When the sun is setting in north-east China's Heilongjiang Province, the sun still hangs high far-western Xinjiang - and will continue to do so for hours. And yet, officially at least, it's still the exact same time in both: Beijing Time (known outside the country as China Standard Time).
Geographically, however, China spans five time zones, and from 1912-1949 the Republic of China implemented these time zones with scientific precision:
Changpai Time (GMT+8.30) was followed by the northeastern provinces. From Liaoning (and later Taiwan, following Japanese defeat in WWII) to the western fringe of Guandong, Chungyuan Central Standard Time (GMT+8) was in force. Between Sichuan and Gansu, Kansu-Szechuan Time (GMT+7) applied while most of the far west set their clocks to Sinkiang-Tibet Time (GMT+6). At the furthest fringes of western China, however, along the Kunlun mountain chain, a separate Kunlun Time Zone (GMT+5.30) was established.

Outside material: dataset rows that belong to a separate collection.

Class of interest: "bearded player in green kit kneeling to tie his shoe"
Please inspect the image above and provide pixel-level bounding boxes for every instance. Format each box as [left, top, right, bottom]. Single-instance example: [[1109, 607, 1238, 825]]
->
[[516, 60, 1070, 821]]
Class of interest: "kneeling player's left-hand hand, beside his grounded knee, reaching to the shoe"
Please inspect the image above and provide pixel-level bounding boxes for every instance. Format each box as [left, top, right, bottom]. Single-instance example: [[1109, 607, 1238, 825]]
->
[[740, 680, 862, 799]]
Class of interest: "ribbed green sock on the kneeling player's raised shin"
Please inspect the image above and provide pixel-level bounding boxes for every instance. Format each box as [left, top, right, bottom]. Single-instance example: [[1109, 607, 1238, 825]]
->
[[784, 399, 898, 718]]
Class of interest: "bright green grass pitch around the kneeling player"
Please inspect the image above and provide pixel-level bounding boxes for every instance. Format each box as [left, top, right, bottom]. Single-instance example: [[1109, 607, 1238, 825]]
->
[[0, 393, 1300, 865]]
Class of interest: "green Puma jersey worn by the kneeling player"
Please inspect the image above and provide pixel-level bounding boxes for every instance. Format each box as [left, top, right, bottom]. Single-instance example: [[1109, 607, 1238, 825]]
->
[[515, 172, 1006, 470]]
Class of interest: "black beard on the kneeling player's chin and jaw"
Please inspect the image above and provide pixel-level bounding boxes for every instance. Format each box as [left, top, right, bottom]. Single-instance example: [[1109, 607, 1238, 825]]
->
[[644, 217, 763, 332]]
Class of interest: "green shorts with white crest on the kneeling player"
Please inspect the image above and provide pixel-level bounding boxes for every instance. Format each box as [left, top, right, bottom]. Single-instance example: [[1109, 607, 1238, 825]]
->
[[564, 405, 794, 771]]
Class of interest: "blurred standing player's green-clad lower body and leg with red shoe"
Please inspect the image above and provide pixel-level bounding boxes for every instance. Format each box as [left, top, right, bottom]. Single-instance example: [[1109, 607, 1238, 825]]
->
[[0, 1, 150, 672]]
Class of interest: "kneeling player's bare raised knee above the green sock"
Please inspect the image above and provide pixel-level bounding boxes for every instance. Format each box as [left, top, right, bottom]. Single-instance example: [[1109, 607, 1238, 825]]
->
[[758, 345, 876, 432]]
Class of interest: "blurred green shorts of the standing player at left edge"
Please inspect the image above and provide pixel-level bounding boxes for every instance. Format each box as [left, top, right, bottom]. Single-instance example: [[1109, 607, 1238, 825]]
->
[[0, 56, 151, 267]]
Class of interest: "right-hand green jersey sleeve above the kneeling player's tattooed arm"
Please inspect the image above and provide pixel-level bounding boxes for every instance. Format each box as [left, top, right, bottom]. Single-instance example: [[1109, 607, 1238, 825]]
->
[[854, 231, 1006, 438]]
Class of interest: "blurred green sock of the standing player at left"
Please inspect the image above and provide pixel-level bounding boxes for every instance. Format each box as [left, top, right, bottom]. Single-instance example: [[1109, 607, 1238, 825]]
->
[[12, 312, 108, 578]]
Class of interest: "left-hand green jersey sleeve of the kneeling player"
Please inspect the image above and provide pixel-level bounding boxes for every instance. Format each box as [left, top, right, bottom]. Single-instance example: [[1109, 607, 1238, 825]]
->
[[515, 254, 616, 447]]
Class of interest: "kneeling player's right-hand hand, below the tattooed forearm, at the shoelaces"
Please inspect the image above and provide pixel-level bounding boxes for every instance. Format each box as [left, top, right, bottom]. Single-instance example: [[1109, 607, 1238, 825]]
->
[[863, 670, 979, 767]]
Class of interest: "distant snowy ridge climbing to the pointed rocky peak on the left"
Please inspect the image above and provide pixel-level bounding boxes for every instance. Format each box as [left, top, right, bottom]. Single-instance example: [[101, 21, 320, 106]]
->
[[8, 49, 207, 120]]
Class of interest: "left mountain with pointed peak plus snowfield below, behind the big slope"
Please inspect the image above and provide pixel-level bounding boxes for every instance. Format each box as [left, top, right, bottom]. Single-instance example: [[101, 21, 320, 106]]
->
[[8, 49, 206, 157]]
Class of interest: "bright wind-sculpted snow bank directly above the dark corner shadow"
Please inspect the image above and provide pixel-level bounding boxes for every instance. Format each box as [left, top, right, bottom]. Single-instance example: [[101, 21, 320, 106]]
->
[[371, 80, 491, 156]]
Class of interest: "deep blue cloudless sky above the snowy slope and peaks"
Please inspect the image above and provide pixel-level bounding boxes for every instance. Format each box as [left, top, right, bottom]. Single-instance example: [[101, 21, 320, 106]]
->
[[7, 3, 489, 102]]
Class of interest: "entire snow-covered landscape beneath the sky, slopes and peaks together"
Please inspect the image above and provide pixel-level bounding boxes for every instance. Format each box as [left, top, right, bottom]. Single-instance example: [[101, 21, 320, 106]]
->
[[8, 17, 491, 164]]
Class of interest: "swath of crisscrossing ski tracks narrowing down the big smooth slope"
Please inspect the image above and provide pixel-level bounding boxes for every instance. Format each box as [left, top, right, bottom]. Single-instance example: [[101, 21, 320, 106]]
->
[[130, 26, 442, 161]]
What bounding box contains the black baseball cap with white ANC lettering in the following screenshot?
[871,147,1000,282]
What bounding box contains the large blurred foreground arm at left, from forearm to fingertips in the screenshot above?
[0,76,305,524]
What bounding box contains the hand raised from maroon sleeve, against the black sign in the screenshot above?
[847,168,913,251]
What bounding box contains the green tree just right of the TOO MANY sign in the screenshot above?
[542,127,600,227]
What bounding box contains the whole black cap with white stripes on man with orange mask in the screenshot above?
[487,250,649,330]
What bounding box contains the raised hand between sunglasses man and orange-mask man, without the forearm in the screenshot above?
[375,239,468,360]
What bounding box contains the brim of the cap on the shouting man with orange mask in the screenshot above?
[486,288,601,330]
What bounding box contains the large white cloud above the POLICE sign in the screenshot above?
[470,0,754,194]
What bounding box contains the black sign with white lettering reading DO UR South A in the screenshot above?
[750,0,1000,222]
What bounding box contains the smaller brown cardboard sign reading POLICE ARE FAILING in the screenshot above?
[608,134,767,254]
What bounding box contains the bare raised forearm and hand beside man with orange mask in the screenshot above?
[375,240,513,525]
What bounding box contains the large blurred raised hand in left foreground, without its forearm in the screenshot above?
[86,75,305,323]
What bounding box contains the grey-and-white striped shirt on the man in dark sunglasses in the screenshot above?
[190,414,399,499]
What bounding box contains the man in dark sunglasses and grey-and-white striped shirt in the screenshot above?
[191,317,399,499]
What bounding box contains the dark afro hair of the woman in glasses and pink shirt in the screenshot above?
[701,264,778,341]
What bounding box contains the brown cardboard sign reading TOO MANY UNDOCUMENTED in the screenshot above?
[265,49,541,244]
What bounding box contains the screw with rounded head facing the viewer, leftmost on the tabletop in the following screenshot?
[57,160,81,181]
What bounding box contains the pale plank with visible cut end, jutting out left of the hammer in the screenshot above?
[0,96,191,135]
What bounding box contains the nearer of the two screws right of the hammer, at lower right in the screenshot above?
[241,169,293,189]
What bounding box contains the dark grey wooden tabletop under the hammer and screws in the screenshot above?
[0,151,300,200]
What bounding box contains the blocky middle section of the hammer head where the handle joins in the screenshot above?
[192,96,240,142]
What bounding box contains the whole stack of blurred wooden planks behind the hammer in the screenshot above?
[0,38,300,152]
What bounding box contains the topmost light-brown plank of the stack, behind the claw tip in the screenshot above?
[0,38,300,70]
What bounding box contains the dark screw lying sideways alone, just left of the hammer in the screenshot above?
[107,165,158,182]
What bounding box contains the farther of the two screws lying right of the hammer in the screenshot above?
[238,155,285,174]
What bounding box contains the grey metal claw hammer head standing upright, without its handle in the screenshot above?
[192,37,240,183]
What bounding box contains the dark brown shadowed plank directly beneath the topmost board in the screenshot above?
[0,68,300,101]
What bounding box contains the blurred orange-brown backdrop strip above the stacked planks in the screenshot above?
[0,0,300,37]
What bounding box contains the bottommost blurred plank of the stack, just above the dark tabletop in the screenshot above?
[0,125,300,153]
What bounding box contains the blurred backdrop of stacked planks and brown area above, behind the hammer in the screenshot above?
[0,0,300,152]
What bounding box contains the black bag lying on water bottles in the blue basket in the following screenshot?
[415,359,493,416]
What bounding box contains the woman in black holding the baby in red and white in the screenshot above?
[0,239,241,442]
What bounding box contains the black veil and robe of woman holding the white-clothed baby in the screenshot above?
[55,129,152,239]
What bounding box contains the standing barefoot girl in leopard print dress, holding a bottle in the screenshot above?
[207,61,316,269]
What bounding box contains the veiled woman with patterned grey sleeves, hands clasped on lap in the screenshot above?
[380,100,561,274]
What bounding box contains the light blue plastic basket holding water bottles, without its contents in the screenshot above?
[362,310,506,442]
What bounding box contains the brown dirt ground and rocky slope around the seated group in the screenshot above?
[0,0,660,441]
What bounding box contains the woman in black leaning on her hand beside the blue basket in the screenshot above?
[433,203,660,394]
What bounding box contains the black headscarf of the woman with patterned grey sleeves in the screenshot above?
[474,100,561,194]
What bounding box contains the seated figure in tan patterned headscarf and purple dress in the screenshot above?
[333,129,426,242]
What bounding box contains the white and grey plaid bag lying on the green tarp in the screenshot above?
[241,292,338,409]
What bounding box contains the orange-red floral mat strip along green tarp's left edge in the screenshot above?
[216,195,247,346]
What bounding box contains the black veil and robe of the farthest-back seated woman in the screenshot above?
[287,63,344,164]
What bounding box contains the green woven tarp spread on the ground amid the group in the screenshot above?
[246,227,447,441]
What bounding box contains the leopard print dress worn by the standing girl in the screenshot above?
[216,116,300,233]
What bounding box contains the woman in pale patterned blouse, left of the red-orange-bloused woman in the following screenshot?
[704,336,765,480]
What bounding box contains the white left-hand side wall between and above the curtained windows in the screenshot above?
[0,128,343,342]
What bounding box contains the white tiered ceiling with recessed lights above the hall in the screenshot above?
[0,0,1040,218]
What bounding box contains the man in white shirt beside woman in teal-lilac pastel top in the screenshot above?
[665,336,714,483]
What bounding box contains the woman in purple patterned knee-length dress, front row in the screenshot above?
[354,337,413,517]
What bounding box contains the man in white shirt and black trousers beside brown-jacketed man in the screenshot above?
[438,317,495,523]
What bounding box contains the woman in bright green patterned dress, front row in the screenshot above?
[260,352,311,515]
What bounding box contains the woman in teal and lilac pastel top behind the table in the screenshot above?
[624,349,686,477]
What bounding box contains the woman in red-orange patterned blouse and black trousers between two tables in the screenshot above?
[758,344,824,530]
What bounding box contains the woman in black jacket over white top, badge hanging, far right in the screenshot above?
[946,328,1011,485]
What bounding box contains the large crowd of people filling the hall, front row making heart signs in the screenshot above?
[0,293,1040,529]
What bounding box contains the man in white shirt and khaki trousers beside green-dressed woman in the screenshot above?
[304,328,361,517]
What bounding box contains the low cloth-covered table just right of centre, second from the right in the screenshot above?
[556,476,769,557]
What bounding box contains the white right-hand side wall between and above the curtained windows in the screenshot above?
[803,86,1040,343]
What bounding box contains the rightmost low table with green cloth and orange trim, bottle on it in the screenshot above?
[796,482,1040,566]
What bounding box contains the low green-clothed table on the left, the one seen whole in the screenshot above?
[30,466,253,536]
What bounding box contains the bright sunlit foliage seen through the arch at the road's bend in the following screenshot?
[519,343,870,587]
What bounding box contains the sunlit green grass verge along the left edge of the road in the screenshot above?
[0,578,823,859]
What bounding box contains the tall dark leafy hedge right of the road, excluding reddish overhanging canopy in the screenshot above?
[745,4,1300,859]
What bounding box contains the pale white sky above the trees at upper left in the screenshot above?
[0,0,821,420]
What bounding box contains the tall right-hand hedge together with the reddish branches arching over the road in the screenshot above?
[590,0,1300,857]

In 1949, however, Mao's People's Republic scrapped the time zones and brought the entire country under what was previously known as Central Standard Time, now renamed after the new national capital Beijing.
Scottish-born Canadian Sir Sandford Fleming first proposed a system of worldwide standard time zones in 1879, suggesting the division of the planet into 24 time zones, each 15 degrees of longitude wide and measured from the anti-meridian of Greenwich. Looking at the following two maps of international time zones, however, it's easy to see that the way they've been drawn up today isn't as clear-cut and scientific as Fleming would have liked.
The map below makes this particularly clear. Only the white zones are in perfect harmony with longitudinal time while red zones lag behind it and blue areas race ahead of it.
The science of solar time has always been compromised by politics, and the map also shows that China is far from the only country to have set up widely inaccurate time zones, and how to divide the country is a problem for all of the world's largest countries. Although Canada and the United States certainly make more of an effort, North American time zones, too, have problems of their own.
Where China is unique, however, is the shear degree of this inaccuracy. Looking at the PRC, only a thin ribbon of white runs down the eastern seaboard, with everything west of the central plains a vast sea of red.
The nationwide application of Beijing Standard time was intended to reinforce national unity, but 3,000 kilometers west of the capital the practice of accurate time-telling has almost become an act of resistance for many: ethnically Han residents tend to adhere to Beijing Time while local Uyghurs, weary of so many midnight sunsets, follow the unofficial Urumqi Time, which runs two hours behind BST.